OS ÓCULOS
Aqueles óculos eram especiais. Demorei muito para perceber que eram eles, e não os olhos que protegiam, que tornavam misteriosa aquela mulher. Dei-me conta disso quando um dia me deparei com ela sem os óculos. Quase não a reconheci; praticamente a ignorei. E como isso era possível, já que estava obcecado por ela há tanto tempo, desde que veio trabalhar no escritório?

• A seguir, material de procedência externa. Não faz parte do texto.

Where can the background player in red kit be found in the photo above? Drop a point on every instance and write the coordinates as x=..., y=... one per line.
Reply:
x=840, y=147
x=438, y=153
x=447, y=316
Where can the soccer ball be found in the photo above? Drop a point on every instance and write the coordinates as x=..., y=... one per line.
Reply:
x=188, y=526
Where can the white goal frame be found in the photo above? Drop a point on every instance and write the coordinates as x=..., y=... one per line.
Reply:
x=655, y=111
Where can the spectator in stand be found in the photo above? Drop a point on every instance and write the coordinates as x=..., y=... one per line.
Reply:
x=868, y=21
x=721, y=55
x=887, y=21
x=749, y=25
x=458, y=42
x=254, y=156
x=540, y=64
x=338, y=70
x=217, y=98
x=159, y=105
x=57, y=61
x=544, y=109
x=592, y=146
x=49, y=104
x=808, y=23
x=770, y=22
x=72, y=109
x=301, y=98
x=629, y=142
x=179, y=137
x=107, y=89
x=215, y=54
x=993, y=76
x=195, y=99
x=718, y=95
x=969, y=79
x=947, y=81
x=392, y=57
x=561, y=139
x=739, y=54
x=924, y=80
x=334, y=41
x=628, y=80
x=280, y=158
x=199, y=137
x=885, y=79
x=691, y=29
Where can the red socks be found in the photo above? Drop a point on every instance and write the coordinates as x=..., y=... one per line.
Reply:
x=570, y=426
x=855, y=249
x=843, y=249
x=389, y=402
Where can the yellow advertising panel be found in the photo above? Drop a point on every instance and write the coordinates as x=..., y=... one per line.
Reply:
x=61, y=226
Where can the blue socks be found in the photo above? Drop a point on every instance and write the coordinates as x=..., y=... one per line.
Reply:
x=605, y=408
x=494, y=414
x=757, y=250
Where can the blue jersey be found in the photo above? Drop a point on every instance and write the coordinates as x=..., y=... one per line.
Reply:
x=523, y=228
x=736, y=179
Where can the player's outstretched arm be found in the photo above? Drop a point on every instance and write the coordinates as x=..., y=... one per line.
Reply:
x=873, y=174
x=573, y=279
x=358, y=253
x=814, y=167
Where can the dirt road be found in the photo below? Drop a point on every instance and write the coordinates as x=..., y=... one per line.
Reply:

A partir de então, aqueles óculos tornaram-se meu objeto de fixação. Longas e torneadas pernas em madeira com desenho de pele de onça amparavam duas lentes arredondadas e contornadas por molduras acobreadas. Olhos sensuais poderiam se insinuar através dessas lentes, mas isso não fazia diferença. A peça em si, os próprios óculos, denunciavam que aquele que os usassem seria, só por isso, especial.
Repousados ora no nariz de sua dona, ora sobre sua mesa de trabalho, na pia do lavabo ou na mesa do café, aquele objeto atraía minha atenção. Cada posição parecia sinalizar um código secreto. Um vez sobre o nariz da dona, comandava todos seus atos. Reinava absoluto sobre tudo o que deveria ser visto ou ignorado. Qualquer ato em sentido contrário, reagia ora escorregando, ora embaçando, até que tudo voltasse sob seu controle. Se as lentes se acomodavam sobre as pernas cruzadas em alguma superfície, anunciavam um descanso merecido, uma observação de outros ângulos, uma oportunidade de mudança de mãos.
Talvez tivesse algo mágico nele, talvez sua dona fosse uma feiticeira que usava os óculos para atingir suas vítimas. O fato é que eles me causavam um enorme fascínio, a ponto de eu interpelar sua dona sobre o motivo de ela não os estar usando. Um dia ela me disse que iria substiuí-los por outros e eu imediatamente me ofereci para comprá-los. Nem foi preciso, ela me deu de presente. Desde então trago esses óculos comigo, no bolso da camisa, como se fossem parte de mim, como se me protegessem, enxergando, antes de mim, qualquer mal que porventura se aproximasse.